How I Built an Agentic OS on Top of My Obsidian Knowledge Vault

Georgios Kogketsof
1 day ago
10 min read

There's a moment in every knowledge engineer's life where their tooling finally stops fighting them and starts working with them. For me, that moment came when I combined Andrej Karpathy's LLM-wiki model for Obsidian with a custom-built agentic dashboard I call Invariant — and suddenly my AI agents had the full context of who I am, what I know, and what I'm building.

This is the story of how I got there.

The Problem: AI Agents Are Brilliant Amnesics

If you've used LLMs for professional work, you've felt the friction. Every new conversation starts cold. You paste your background, re-explain your stack, remind the model of your constraints. It's like hiring a brilliant contractor who loses their memory overnight.

I needed a different approach. One where my AI agents could walk into a session and already know:

My professional history, roles, and strengths
My current projects and priorities
My tech stack, tooling, and architecture decisions
My methodology and standards

The answer was to treat my personal knowledge base not just as a note-taking tool, but as the ground truth layer for every AI-assisted workflow I run.

Step 1: The Karpathy LLM-Wiki Model for Obsidian

Andrej Karpathy popularised the idea of maintaining a personal wiki structured for LLM consumption — essentially, a knowledge base where each file is a dense, self-contained document about a concept or entity, written in a way that's easy for a language model to parse and reason over.

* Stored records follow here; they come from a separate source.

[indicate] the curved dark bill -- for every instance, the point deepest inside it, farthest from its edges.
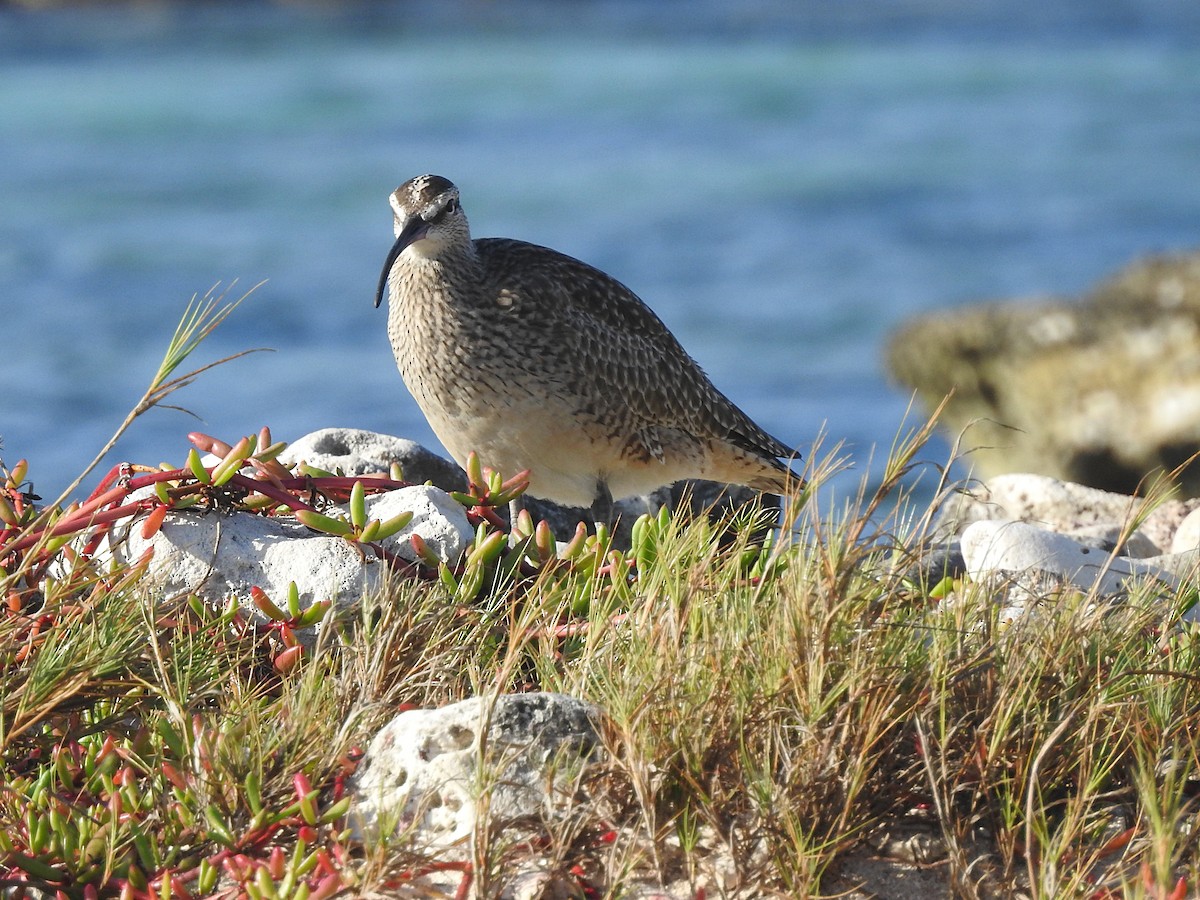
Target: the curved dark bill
(412, 232)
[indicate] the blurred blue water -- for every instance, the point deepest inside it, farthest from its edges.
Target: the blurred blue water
(781, 181)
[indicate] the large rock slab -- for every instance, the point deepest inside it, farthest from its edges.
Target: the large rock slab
(1099, 517)
(217, 555)
(1099, 391)
(431, 774)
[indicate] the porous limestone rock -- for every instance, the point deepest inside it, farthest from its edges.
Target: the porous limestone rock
(430, 774)
(214, 553)
(437, 516)
(1018, 551)
(360, 453)
(1099, 391)
(1065, 508)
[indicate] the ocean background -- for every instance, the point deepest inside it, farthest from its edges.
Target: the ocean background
(783, 183)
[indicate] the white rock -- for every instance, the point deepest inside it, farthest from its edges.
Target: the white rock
(429, 775)
(437, 516)
(1015, 547)
(1063, 507)
(1187, 535)
(359, 453)
(215, 555)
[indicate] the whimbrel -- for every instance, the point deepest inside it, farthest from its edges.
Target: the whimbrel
(539, 361)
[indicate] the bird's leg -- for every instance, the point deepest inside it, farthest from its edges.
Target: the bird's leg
(601, 505)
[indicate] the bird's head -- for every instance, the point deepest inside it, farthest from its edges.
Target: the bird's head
(427, 220)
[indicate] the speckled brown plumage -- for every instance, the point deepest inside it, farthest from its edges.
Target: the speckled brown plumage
(537, 360)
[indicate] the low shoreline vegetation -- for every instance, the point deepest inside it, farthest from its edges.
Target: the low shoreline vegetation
(767, 706)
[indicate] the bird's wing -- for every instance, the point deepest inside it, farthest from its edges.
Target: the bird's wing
(610, 336)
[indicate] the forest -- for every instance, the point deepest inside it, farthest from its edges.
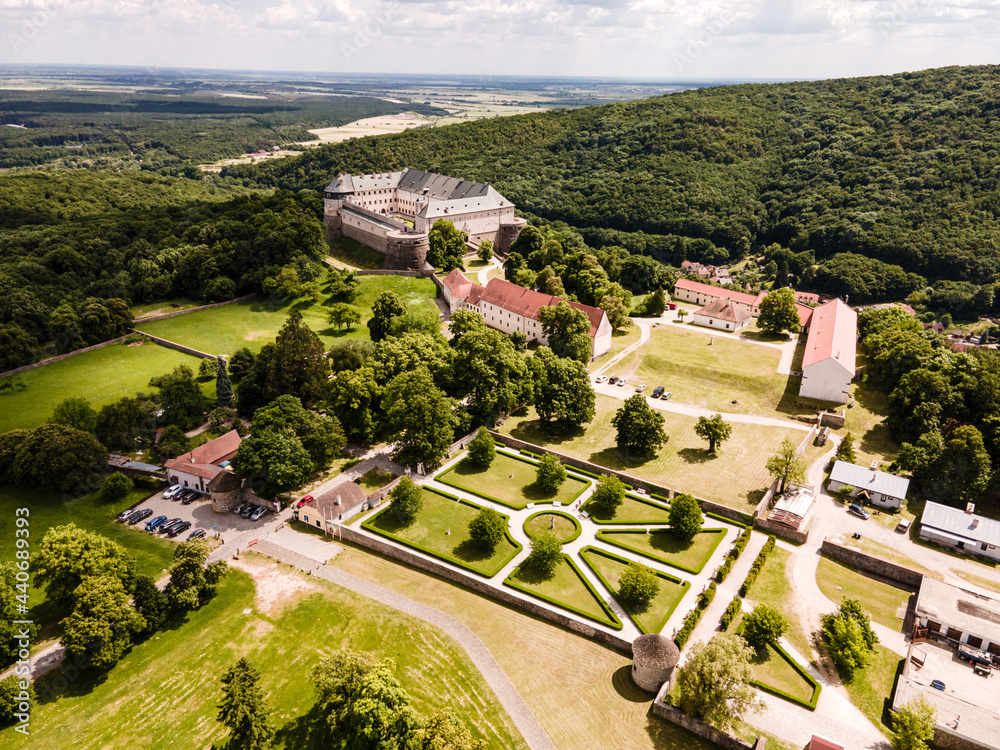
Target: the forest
(901, 169)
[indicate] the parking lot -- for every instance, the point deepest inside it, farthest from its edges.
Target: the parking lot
(201, 516)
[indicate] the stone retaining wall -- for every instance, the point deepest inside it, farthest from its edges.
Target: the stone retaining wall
(50, 360)
(706, 505)
(700, 728)
(858, 559)
(480, 586)
(175, 313)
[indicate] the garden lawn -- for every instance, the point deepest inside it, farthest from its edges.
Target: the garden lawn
(667, 548)
(633, 510)
(607, 710)
(708, 372)
(427, 533)
(223, 330)
(100, 376)
(736, 477)
(510, 481)
(881, 600)
(566, 588)
(166, 690)
(653, 618)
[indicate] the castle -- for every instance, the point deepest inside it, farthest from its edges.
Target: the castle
(393, 212)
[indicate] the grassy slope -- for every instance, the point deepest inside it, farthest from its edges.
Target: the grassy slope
(166, 690)
(223, 330)
(735, 477)
(101, 376)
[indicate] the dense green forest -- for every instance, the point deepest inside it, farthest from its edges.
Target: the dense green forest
(903, 169)
(166, 131)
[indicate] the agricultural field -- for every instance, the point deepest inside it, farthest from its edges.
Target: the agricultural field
(223, 330)
(735, 476)
(101, 376)
(166, 690)
(441, 528)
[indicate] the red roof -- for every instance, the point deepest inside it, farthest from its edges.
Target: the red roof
(833, 334)
(750, 300)
(528, 302)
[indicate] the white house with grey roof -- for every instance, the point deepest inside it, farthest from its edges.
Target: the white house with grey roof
(878, 487)
(961, 529)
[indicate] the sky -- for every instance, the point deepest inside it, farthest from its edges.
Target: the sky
(669, 39)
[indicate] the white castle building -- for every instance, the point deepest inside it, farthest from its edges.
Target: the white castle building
(392, 212)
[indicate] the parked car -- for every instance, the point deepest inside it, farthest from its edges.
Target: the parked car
(155, 523)
(859, 512)
(141, 515)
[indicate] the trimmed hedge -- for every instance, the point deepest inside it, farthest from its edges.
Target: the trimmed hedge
(576, 524)
(757, 565)
(369, 525)
(685, 585)
(731, 611)
(615, 622)
(817, 688)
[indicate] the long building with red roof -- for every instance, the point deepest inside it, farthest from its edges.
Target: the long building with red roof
(509, 308)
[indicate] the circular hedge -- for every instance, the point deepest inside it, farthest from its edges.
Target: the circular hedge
(565, 536)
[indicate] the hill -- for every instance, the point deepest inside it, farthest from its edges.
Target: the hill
(903, 169)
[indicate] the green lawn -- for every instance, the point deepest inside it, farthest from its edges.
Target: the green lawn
(881, 600)
(101, 376)
(653, 618)
(167, 689)
(665, 547)
(633, 510)
(223, 330)
(735, 477)
(47, 508)
(871, 688)
(429, 532)
(566, 588)
(510, 481)
(709, 372)
(565, 528)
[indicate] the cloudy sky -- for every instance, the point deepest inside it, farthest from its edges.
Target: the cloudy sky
(630, 38)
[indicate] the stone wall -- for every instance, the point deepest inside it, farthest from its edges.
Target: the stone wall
(706, 505)
(858, 559)
(481, 586)
(175, 313)
(700, 728)
(50, 360)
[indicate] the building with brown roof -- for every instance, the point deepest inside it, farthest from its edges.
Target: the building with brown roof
(196, 468)
(723, 314)
(828, 366)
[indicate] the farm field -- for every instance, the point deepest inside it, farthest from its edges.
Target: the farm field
(607, 711)
(735, 477)
(101, 376)
(709, 372)
(167, 689)
(879, 599)
(652, 619)
(667, 548)
(510, 481)
(441, 528)
(256, 322)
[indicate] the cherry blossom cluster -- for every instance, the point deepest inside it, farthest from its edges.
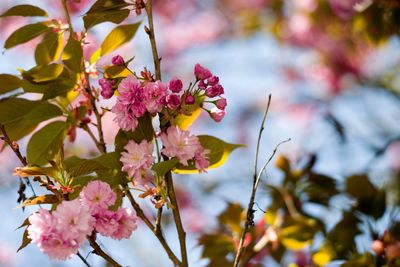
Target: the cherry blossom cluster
(60, 233)
(139, 95)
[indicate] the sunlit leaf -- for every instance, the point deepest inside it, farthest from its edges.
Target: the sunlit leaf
(44, 199)
(46, 143)
(48, 73)
(49, 49)
(25, 34)
(219, 152)
(25, 11)
(106, 11)
(25, 240)
(9, 83)
(161, 168)
(72, 55)
(117, 37)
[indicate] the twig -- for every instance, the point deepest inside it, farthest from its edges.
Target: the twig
(249, 217)
(99, 251)
(256, 180)
(152, 37)
(83, 259)
(157, 233)
(15, 147)
(168, 176)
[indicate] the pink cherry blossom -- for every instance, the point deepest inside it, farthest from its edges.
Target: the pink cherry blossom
(107, 222)
(190, 100)
(173, 101)
(221, 103)
(214, 91)
(106, 88)
(155, 93)
(180, 144)
(97, 195)
(217, 114)
(43, 232)
(201, 72)
(175, 85)
(117, 60)
(73, 220)
(138, 158)
(127, 223)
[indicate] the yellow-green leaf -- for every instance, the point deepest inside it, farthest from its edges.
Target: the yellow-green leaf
(25, 34)
(44, 199)
(46, 143)
(25, 11)
(72, 55)
(25, 240)
(9, 83)
(48, 73)
(117, 37)
(49, 49)
(219, 153)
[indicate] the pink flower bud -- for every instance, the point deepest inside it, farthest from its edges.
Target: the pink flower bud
(221, 103)
(106, 88)
(175, 85)
(217, 115)
(117, 60)
(201, 73)
(202, 85)
(189, 100)
(173, 101)
(214, 91)
(377, 247)
(214, 80)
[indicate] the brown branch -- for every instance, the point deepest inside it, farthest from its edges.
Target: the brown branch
(100, 252)
(250, 211)
(15, 147)
(177, 217)
(157, 233)
(152, 37)
(168, 176)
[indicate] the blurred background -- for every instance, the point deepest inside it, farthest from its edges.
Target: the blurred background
(332, 67)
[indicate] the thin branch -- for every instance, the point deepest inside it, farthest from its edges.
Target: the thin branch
(15, 147)
(177, 217)
(99, 251)
(168, 176)
(152, 37)
(157, 233)
(256, 180)
(83, 259)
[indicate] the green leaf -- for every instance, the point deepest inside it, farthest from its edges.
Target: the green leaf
(25, 240)
(72, 55)
(25, 11)
(9, 83)
(112, 72)
(49, 49)
(86, 167)
(38, 200)
(359, 187)
(25, 34)
(106, 11)
(117, 37)
(219, 153)
(12, 112)
(48, 73)
(161, 168)
(46, 143)
(144, 131)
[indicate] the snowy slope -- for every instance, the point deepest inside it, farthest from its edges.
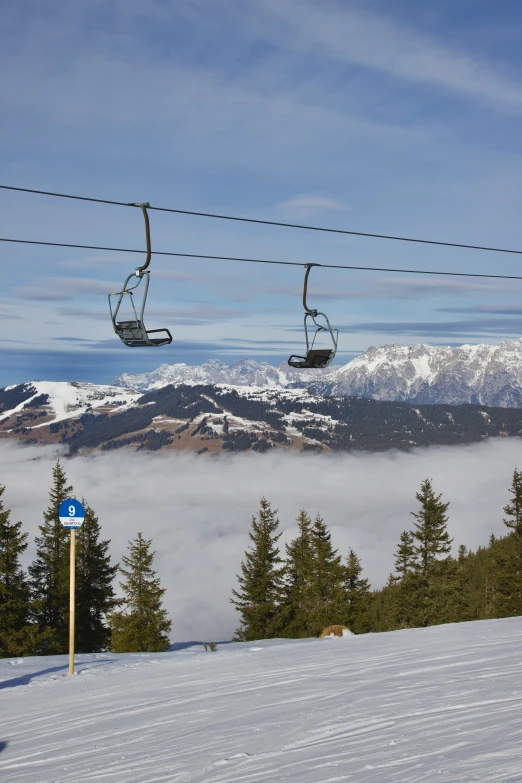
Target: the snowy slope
(431, 704)
(63, 400)
(483, 374)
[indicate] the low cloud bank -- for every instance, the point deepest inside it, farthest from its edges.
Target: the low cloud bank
(198, 510)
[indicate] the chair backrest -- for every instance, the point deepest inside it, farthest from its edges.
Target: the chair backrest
(130, 331)
(319, 357)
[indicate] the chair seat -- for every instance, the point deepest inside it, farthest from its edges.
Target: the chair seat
(316, 358)
(134, 335)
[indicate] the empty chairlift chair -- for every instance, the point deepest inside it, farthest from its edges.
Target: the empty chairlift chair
(315, 358)
(133, 332)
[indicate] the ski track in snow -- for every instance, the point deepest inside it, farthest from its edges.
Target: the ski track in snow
(431, 704)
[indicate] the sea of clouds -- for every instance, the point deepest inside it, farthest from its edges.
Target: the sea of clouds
(198, 509)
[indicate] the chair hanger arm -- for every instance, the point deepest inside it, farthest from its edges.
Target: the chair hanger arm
(305, 290)
(143, 267)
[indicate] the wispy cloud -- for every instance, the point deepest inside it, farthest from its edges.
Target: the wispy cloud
(473, 328)
(307, 206)
(378, 42)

I adapted this pattern in my Obsidian vault at /brain-squared/, structured as:

brain-squared/

How Injection Actually Works

The power of this model comes from how these markdown files are loaded into AI sessions. Rather than copying and pasting context manually each time, the relevant files are injected into the agent's context window at session start — either via tool configuration, a session bootstrap file, or directly as system context in an API call.

In practice this means:

A short session prompt references which vault files to load
The agent reads them as plain markdown — no special format, no embeddings, no vector database needed for most use cases
The content becomes part of the model's working context for that entire session

This is simpler than it sounds. Markdown is an ideal format for LLM injection because it's structured enough to signal hierarchy and importance, but plain enough that models have been trained extensively on it. A well-written entity file reads almost like a briefing document — and that's exactly how the model treats it.

For example, a stevia-framework.md entity file doesn't just say "Java test automation framework." It documents the GitHub coordinates, the co-authorship context, the architectural patterns (TestNG + Selenium 4 + Spring 5), the Maven publication history, the commercial context it was built in, and how it relates to other entities in the vault. When that file is in context, the model can reason about the framework as a professional artifact rather than a name.

The Master Profile File

The centrepiece of the vault is george-kogketsof.md. This is a single Markdown document that aggregates:

Career narrative (military C2 systems → BSS/telecom → iGaming → cloud commerce)
Key technical signatures (IAF, Stevia, Anax, QAegis methodology)
Current positioning (pursuing Head of QA Engineering roles in iGaming, fintech, SaaS, telecom)
Active projects and sprint context
Interview anchors and competitive differentiators

This file is loaded directly into AI sessions as system context. It transforms a cold conversation into one where the agent immediately understands the person it's working with.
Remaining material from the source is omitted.